I would like to substitute below kind of email address with *
Original :- john.trava@gmail.com
Expected:- Jo*.**va@gmail.com
First two character of first name and last two character before @ should be visible and the domain name like gmail.com should also be visible
Thanks in advace
Hi @m7787580, as cpetterborg suggested, Regex101.com doesn't do sed mode regular expression substitutions. Just try it in Splunk in your search. i have tried and its working fine, including for alphanumerical email ids.. please check the screenshot -
| makeresults
| eval _raw="john2.trava5@gmail.com"
| rex field=_raw mode=sed "s#(\S\S)\S*(\S\S)@#\1**.**\2#"
@m7787580 - does this need to be changed only in a particular field, or are you trying to mask the underlying data? If you want to change the underlying data, then the proper solution is going to require analysis of what the specific data really looks like. If so, please post two or three typical example events of this type, with any sensitive data anonymized.
Hi Inventsekar,
Thanks for your prompt response.
Apologies for not clearing my requirement.
When i try to use it in regex101 and use substitute inside the Regex101 website then this string is not working.
Regex101.com doesn't do sed mode regular expression substitutions. Just try it in Splunk in your search.

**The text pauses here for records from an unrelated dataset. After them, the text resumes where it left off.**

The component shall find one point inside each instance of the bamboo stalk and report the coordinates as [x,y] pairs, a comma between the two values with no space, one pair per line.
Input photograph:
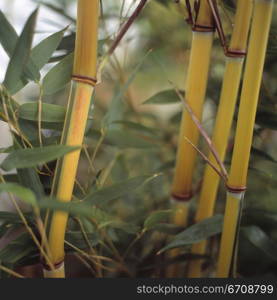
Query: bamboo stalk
[244,133]
[196,85]
[82,87]
[223,123]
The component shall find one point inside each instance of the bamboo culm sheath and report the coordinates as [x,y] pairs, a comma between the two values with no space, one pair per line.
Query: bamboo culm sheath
[223,123]
[244,133]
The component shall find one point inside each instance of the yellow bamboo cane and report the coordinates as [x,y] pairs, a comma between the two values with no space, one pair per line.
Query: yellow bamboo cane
[196,85]
[82,87]
[223,123]
[244,133]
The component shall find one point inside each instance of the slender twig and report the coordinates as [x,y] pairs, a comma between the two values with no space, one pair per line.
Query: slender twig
[204,134]
[126,26]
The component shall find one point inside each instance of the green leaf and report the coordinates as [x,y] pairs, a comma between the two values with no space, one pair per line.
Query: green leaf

Do you need to do this substitution at index time instead of search time?
Yes its at index time not at the search time
So using the rex @inventsekar provided, you can use the props.conf
file this way:
[your-source-type]
SEDCMD = s#([a-zA-Z]{2})([a-zA-Z]+)\.([a-zA-Z]+)([a-zA-Z]{2})#\1**.**\4#
This should perform the substitution that you need. If you need it in a more general form for ALL sourcetypes, then just comment here.

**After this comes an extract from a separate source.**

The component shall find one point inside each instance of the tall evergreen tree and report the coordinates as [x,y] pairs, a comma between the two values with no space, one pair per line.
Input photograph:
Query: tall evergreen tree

If inventsekar's answer works for you, remember to Accept his solution.
@cpetterborg @m7787580 @inventsekar - Those regexes assume that all email addresses will be alphabetic, which is not a valid assumption.
exactly.. true @DalJeanis.. i thought, once this first step is completed, i thought to do the alphanumerical email addresses.
Hi @cpetterborg, thanks.. that "\S" is a good learning!
The following would probably be the most general case, but it would certainly capture things that might not be email addresses:
SEDCMD = s#(\S\S)\S*(\S\S)@#\1**.**\2@#g
But you could make it more closely related to a standard form for email addresses and go with something like:
SEDCMD = s#([a-zA-Z0-9_-.]{2})[a-zA-Z0-9_-.]*([a-zA-Z0-9_-.]{2}@[a-zA-Z0-9_-.]+)#\1**.**\2#g
as long as the character set for email addresses and domain names is [a-zA-Z0-9_-.]
. It would NOT work on an email address that was something like abc@here .com
, but the stipulation in the beginning was to use the first two and last two username characters, so if you don't have that many, then it won't work.